A former season ticket holder, Lanter wasn’t lost without sports at the start of summer, but when Royals intrasquad scrimmages started popping up live on Facebook, he couldn’t put his phone down.

As for the fake crowd noise, Lanter doesn’t mind. He’s been to Royals games that have been, well, pretty quiet.

“If you’ve been a Royals fan for a long period of time, you’re kind of used to some of those small crowds — the weekday crowds,” Lanter said, before filing through an impressive memory bank of home opener high and lowlights through the years.

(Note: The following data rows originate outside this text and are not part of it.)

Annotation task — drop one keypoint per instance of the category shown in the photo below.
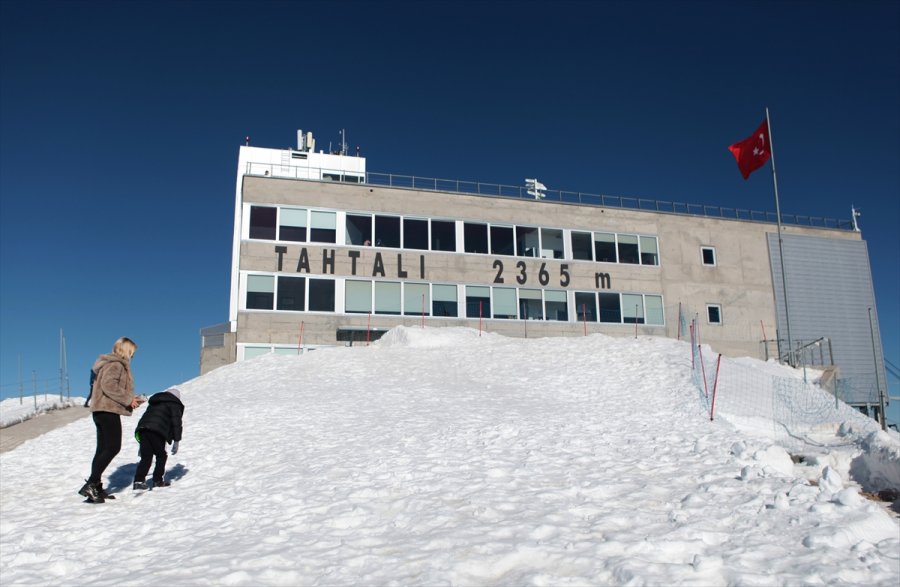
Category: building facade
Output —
(326, 253)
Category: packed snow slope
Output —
(445, 457)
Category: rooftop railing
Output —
(560, 196)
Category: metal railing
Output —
(495, 190)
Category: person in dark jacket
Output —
(160, 424)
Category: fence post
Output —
(712, 408)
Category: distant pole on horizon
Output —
(787, 316)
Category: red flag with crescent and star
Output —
(753, 152)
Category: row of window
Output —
(430, 234)
(357, 296)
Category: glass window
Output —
(654, 309)
(443, 235)
(530, 304)
(445, 302)
(551, 243)
(649, 251)
(260, 292)
(586, 306)
(605, 247)
(415, 299)
(628, 252)
(358, 296)
(359, 230)
(632, 308)
(415, 234)
(581, 246)
(321, 295)
(387, 231)
(505, 303)
(610, 309)
(478, 301)
(527, 241)
(557, 305)
(387, 297)
(262, 222)
(292, 225)
(502, 240)
(475, 237)
(322, 227)
(291, 293)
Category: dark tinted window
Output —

There was left fielder Alex Gordon’s major league debut in 2007, a few years later when former starter Luke Hochevar gave up seven first-inning runs before fans were even out of the parking lot, and of course raising the American League and World Series Champion flags in 2015 and 2016.

“There are a lot of memories when you walk into the ballpark. I remember being there as a kid, as a teenager, just a few years ago,” Lanter said. “All of those memories come back.”

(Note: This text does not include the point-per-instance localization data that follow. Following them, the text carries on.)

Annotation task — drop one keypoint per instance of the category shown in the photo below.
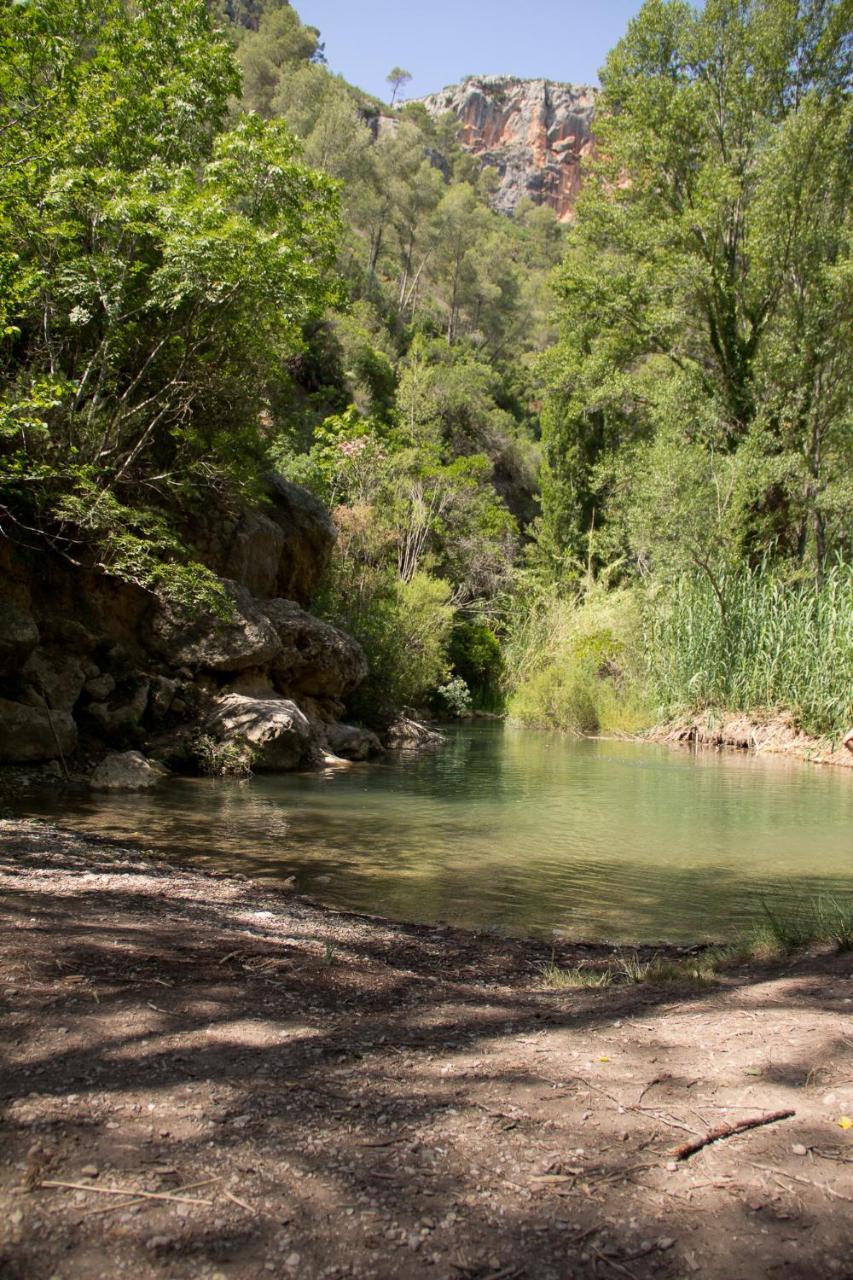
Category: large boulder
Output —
(282, 548)
(54, 676)
(18, 638)
(30, 734)
(309, 538)
(119, 718)
(314, 657)
(254, 554)
(247, 639)
(277, 732)
(351, 741)
(127, 771)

Everett Lanter and his family at Kauffman Stadium.
Everett Lanter and his family at Kauffman Stadium (Courtesy | Everett Lanter)

Both Long and Lanter have been all over baseball’s return. Whether it’s watching the game of cat and mouse between pitcher and hitter more closely, or keeping an ear out for the now audible chatter between opposing dugouts, they have kept tabs on primetime games around the league in addition to the boys in blue.

On the field, they’re especially looking forward to seeing the Royals young crop of talent getting their big-league chance under a little less pressure with no fans in the stands.

The Royals 30-man roster currently features 14 players age 26 or younger, including flamethrowers fresh off the farm club like right hander Josh Staumont or the young Royal with the most potential, according to Long, shortstop Adalberto Mondesi.

A combination of sore arms from the MLB’s midsummer return, the scheduled 60-game sprint and expanded 30-man rosters has resulted in a slew of debuts across the league.

For example, during Tuesday night’s star-studded game in Houston, the Astros debuted an eighth rookie, breaking an opening week record dating back to 1906.

The shortened season and eager young talent gives fans like Lanter, who has seen teams get hot at just the right time, that old familiar sense of opening day optimism — even if it is from his own living room.

“There are new guys that you’re seeing for the first time in some cases, or guys that are looking to build on success from the previous year who aren’t tainted by months of losing yet,” he notes.

“It’s that hope that you always have.”